En ese momento, algo se resquebrajará. El electorado no suburbano decidirá que el sistema ha fracasado y comenzará a buscar un líder autoritario al que votar, alguien dispuesto a asegurarles que, una vez elegido, los burócratas engreídos, los abogados astutos, los vendedores de bonos con sueldos exorbitantes y los profesores posmodernos ya no tendrán el control. Un escenario como el de la novela de Sinclair Lewis, ‘It Can’t Happen Here’, podría entonces desarrollarse. Porque una vez que un líder autoritario llega al poder, nadie puede predecir lo que sucederá. En 1932, la mayoría de las predicciones hechas sobre lo que sucedería si Hindenburg nombrara a Hitler canciller eran tremendamente optimistas.

Una cosa que muy probablemente sucederá es que los logros alcanzados en los últimos cuarenta años por los estadounidenses negros, latinos y homosexuales se esfumarán. El desprecio jocoso hacia las mujeres volverá a estar de moda. Los insultos racistas contra los negros y los judíos volverán a oírse en los lugares de trabajo. Todo el sadismo que la izquierda académica ha intentado erradicar entre sus estudiantes resurgirá con fuerza. Todo el resentimiento que sienten los estadounidenses con poca educación al ver cómo los graduados universitarios les dictan sus modales encontrará una vía de escape».

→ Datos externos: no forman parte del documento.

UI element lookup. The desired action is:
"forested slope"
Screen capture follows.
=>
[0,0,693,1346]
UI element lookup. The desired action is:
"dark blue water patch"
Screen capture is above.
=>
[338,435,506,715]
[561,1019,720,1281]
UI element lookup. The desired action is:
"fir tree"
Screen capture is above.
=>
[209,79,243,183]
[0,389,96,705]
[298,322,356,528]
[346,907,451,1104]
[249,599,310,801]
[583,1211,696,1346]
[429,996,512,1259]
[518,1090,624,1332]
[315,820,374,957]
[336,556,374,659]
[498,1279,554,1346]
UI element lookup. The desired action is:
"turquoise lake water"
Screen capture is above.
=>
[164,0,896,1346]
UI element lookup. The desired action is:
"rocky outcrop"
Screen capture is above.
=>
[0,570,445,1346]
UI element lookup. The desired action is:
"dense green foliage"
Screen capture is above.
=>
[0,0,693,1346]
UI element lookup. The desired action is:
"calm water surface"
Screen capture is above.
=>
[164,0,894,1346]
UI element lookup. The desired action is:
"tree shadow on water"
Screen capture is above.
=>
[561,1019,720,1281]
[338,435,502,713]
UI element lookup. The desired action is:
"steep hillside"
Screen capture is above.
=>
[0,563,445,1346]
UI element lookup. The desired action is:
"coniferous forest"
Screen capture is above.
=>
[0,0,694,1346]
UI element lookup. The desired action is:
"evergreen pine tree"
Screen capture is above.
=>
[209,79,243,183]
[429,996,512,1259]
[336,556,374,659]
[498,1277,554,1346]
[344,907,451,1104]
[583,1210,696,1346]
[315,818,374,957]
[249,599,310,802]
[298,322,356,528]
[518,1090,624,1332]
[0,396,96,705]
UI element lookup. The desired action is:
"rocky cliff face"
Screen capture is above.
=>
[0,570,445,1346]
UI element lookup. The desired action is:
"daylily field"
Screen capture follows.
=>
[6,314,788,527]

Las herramientas democráticas para el cambio —presentarse a cargos públicos, hacer campaña, votar, presionar y presentar peticiones— ya no funcionan. Las fuerzas corporativas y los oligarcas se han apoderado de nuestros sistemas políticos, educativos, mediáticos y económicos. No se les puede expulsar desde dentro.

El Partido Demócrata es un apéndice vacío.

Nuestras capturadas instituciones, supeditadas a los ricos y poderosos, se están rindiendo al autoritarismo de Trump. Lo único que nos queda es la desobediencia civil no violenta, disruptiva y sostenida. Movimientos de masas. Política radical. Rebelión. Una visión socialista que contrarreste el veneno del capitalismo desenfrenado. Sólo esto puede frustrar el Estado policial de Trump y librarnos de la irresponsable clase liberal que lo sustenta.